OPEC and the ECB both meet in Vienna. OPEC will convene for the first time since Saudi Arabia’s King Salman replaced the long-serving oil minister Ali al-Naimi. ECB president Mario Draghi is expected to call on governments (paywall) to turn around their economies without depending on monetary stimulus.
Germany pokes a stick in Turkey’s eye. German lawmakers are expected to approve a bill that would condemn the Ottoman Empire’s mass killing of Armenians in 1915 as genocide. Turkey has warned that the measure, which is backed by German chancellor Angela Merkel, could harm diplomatic ties.
While you were sleeping
Two people were killed in a shooting at UCLA. An apparent murder-suicide, possibly by a student upset over his grades, forced a two-hour lockdown of the University of California-Los Angeles campus. The tragedy took the life of an engineering professor one day before National Gun Violence Awareness Day.
The US labor market tightened. The American economy has expanded modestly since mid-April, the Federal Reserve reported, which is prompting employers to hire more people and raise wages.

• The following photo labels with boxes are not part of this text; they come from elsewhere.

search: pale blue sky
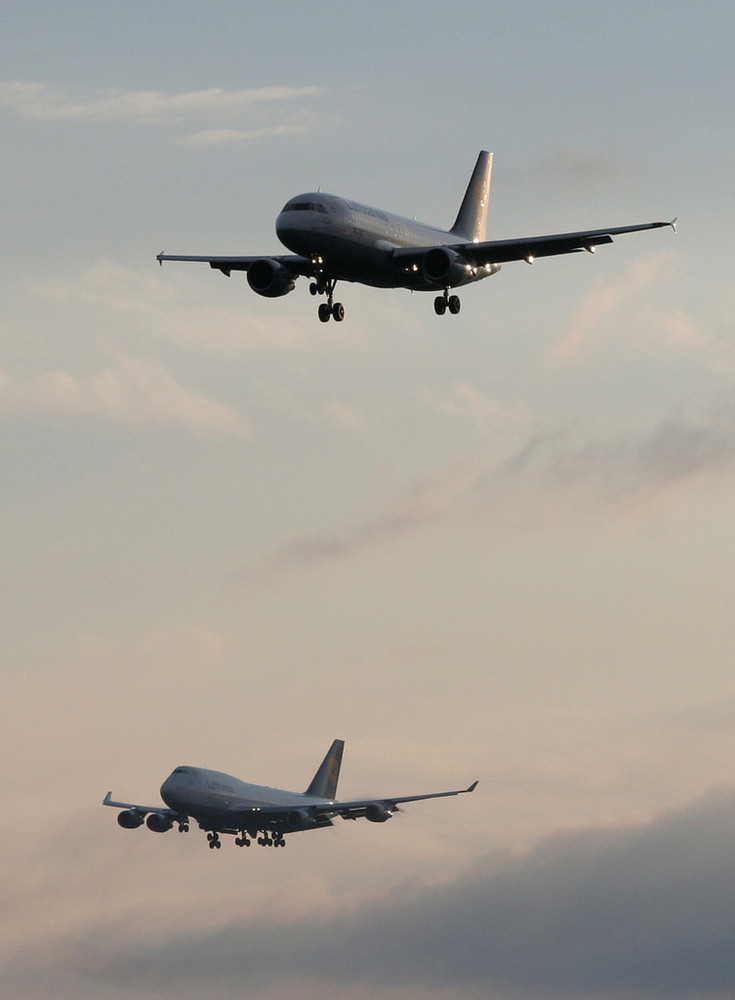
[0,0,735,1000]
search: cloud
[548,252,675,362]
[0,80,323,123]
[230,405,735,587]
[0,356,249,438]
[180,114,318,146]
[230,463,484,587]
[63,791,735,1000]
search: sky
[0,0,735,1000]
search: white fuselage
[276,192,474,291]
[161,767,334,832]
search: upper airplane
[104,740,477,848]
[157,150,676,323]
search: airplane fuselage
[161,767,334,833]
[157,150,676,323]
[276,192,484,291]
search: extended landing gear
[434,288,462,316]
[309,278,345,323]
[258,830,286,847]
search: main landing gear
[207,830,286,851]
[309,277,345,323]
[434,288,462,316]
[235,830,286,847]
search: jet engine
[423,247,470,288]
[286,809,316,830]
[248,257,295,299]
[145,813,173,833]
[365,802,393,823]
[117,809,143,830]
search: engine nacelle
[248,257,295,299]
[286,809,316,830]
[423,247,470,288]
[117,809,143,830]
[145,813,174,833]
[365,802,393,823]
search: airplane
[156,150,676,323]
[103,740,477,850]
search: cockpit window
[283,201,327,212]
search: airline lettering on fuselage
[207,778,235,795]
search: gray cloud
[231,406,735,586]
[0,80,323,122]
[73,791,735,1000]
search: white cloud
[24,791,735,1000]
[548,252,676,362]
[0,356,249,438]
[0,80,323,123]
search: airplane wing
[393,219,676,267]
[102,792,178,818]
[156,253,317,278]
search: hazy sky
[0,0,735,1000]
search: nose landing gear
[434,288,462,316]
[309,278,345,323]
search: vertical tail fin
[449,149,493,242]
[304,740,345,799]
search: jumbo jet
[156,150,676,323]
[103,740,477,849]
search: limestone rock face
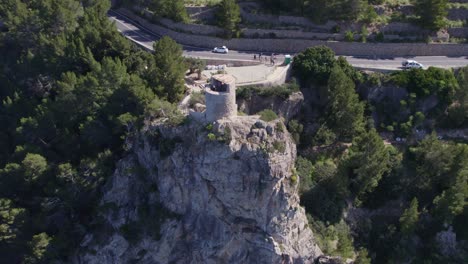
[73,117,322,264]
[237,92,304,121]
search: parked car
[213,46,229,54]
[401,60,424,69]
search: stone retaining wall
[447,8,468,20]
[242,28,345,40]
[158,18,224,36]
[447,28,468,38]
[119,9,468,58]
[186,6,215,21]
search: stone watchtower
[205,74,237,122]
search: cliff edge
[74,116,322,264]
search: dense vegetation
[259,0,448,30]
[0,0,186,263]
[288,47,468,263]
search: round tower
[205,74,237,122]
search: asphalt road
[108,10,468,70]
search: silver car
[213,46,229,54]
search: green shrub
[207,133,216,141]
[273,140,286,153]
[189,92,205,107]
[345,30,354,42]
[361,25,368,43]
[275,122,284,133]
[375,32,385,42]
[292,46,336,85]
[257,109,278,122]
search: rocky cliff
[73,117,322,264]
[237,92,304,121]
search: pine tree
[348,128,393,201]
[400,198,419,236]
[415,0,448,30]
[217,0,241,38]
[434,169,468,224]
[354,248,371,264]
[148,37,186,102]
[327,66,364,140]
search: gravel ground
[203,64,275,84]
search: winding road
[108,10,468,71]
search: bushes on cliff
[390,67,459,104]
[292,46,336,85]
[0,0,185,263]
[257,109,278,122]
[148,37,186,103]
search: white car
[213,46,229,54]
[401,60,424,69]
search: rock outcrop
[73,116,322,264]
[237,92,304,121]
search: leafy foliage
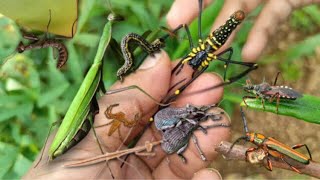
[0,0,320,178]
[241,94,320,124]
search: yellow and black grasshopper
[117,0,258,103]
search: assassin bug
[154,105,230,162]
[96,104,141,142]
[17,9,77,69]
[242,72,302,112]
[229,107,312,173]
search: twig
[215,141,320,178]
[63,141,162,168]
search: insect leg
[164,67,207,103]
[105,85,172,106]
[280,156,301,174]
[201,123,231,129]
[198,0,203,39]
[245,147,258,162]
[177,143,188,163]
[171,24,194,76]
[33,121,60,168]
[292,144,312,160]
[265,157,272,171]
[46,9,51,39]
[191,134,207,161]
[242,96,256,107]
[182,62,258,97]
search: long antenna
[240,106,249,133]
[198,0,203,40]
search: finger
[25,51,171,179]
[192,168,222,180]
[139,68,223,169]
[167,0,212,29]
[95,51,171,151]
[211,0,261,52]
[242,0,319,61]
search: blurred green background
[0,0,320,179]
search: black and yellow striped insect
[117,0,258,103]
[164,3,258,102]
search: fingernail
[139,52,162,70]
[207,168,222,179]
[192,168,222,180]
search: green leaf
[49,21,112,158]
[13,154,32,176]
[240,94,320,124]
[0,0,78,37]
[0,142,18,178]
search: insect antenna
[240,106,249,133]
[0,51,17,67]
[106,85,175,106]
[227,136,248,154]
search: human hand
[24,51,230,179]
[167,0,320,61]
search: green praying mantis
[48,14,168,160]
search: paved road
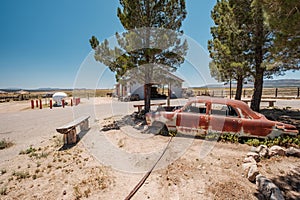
[0,98,300,162]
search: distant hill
[264,79,300,88]
[192,79,300,88]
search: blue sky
[0,0,299,89]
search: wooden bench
[133,103,166,112]
[56,116,90,144]
[242,99,276,107]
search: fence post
[31,99,34,109]
[40,99,43,109]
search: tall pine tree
[90,0,187,112]
[208,0,251,99]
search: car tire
[152,122,169,136]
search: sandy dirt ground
[0,98,300,199]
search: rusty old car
[146,96,298,138]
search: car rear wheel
[152,122,169,136]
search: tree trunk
[144,1,152,113]
[235,76,244,100]
[144,83,151,113]
[251,70,264,112]
[251,1,265,112]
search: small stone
[247,165,259,182]
[269,145,285,156]
[256,174,284,200]
[247,152,259,162]
[286,147,300,158]
[242,163,253,174]
[243,156,256,164]
[258,145,269,158]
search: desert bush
[19,146,36,154]
[0,138,14,149]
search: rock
[243,156,256,164]
[285,147,300,158]
[256,174,284,200]
[269,145,285,157]
[247,152,259,162]
[242,162,255,174]
[258,145,269,158]
[247,165,259,182]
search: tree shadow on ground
[58,128,90,151]
[260,108,300,131]
[271,166,300,200]
[101,112,147,131]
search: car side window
[210,103,239,117]
[183,103,206,114]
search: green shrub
[0,139,14,149]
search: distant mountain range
[193,79,300,88]
[0,79,300,92]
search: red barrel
[40,99,43,109]
[31,100,34,109]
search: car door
[176,103,208,134]
[209,103,242,133]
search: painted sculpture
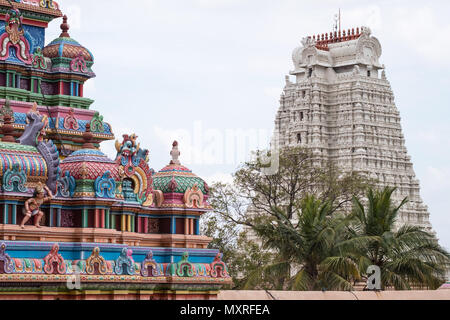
[20,184,53,229]
[0,0,231,299]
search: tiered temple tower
[0,0,231,299]
[275,27,431,230]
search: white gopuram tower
[274,27,432,231]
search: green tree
[340,187,450,290]
[246,196,359,290]
[201,212,272,289]
[209,147,369,290]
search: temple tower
[275,27,432,230]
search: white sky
[47,0,450,248]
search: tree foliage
[205,148,450,290]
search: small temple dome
[61,149,120,181]
[153,141,209,195]
[0,141,48,191]
[42,16,94,62]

The Fed is expected to raise interest rates soon if the economy continues to improve.
Singapore state funds bought $1 billion in Alibaba shares… Sovereign wealth fund GIC and state investor Temasek Holdings each purchased $500 million of the shares through subsidiaries, as part of an $8.9 billion sale by Japan’s SoftBank, Alibaba’s biggest shareholder.
… And Saudi Arabia’s sovereign wealth fund invested in Uber. The ride-hailing company raised $3.5 billion from the Public Investment Fund of Saudi Arabia. The investment valued Uber at $62.5 billion
Iran’s oil minister rejected a cap on oil output. On the eve of the OPEC meeting in Vienna, Bijan Zanganeh said such a cap would have “no benefit” for his nation, which instead backs a return to a national quota system.
Quartz markets haiku
Fresh, spring breeze tousles
the pages of the Beige Book
As the green shoots grow
Quartz obsession interlude
Michael Coren on a venture capital firm’s experiment with basic income. “Y Combinator’s pilot experiment will give about 100 families a minimum wage. The city was chosen for its social and economic diversity, alongside concentrated wealth and inequality—a good starting point for the US at large.” Read more here.
Matters of debate
The modern world doesn’t scale. Chipotle, Uber, San Francisco, and Tesla are proof that extreme growing pains may be unavoidable.
Don’t blame smugglers for the migration crisis—blame Europe. Refugees are dying in the Mediterranean because they are given no alternative.
If you’ve been holding out for a radically new iPhone 7, you’re going to be disappointed. An increasingly boring Apple is extending its product life span.
Surprising discoveries
A rotting corpse figurine was once the epitome of chic interior design. The exposed ribs and torn flesh were a reminder of human mortality.
Pakistani saleswomen are selling contraception door to door. They usually have to make numerous visits before a couple agrees to buy birth control.
The first thing sold on the internet was weed. The original e-commerce transaction was a drug deal between Stanford and MIT students.
People were once very afraid of “bicycle face.” The “stress of incessant balancing” was thought to make “children unrecognizable to their own mothers.”
Ukraine’s “Joan of Arc” flies a helicopter. Nadiya Savchenko carried out a hunger strike in a Russian prison before entering parliament.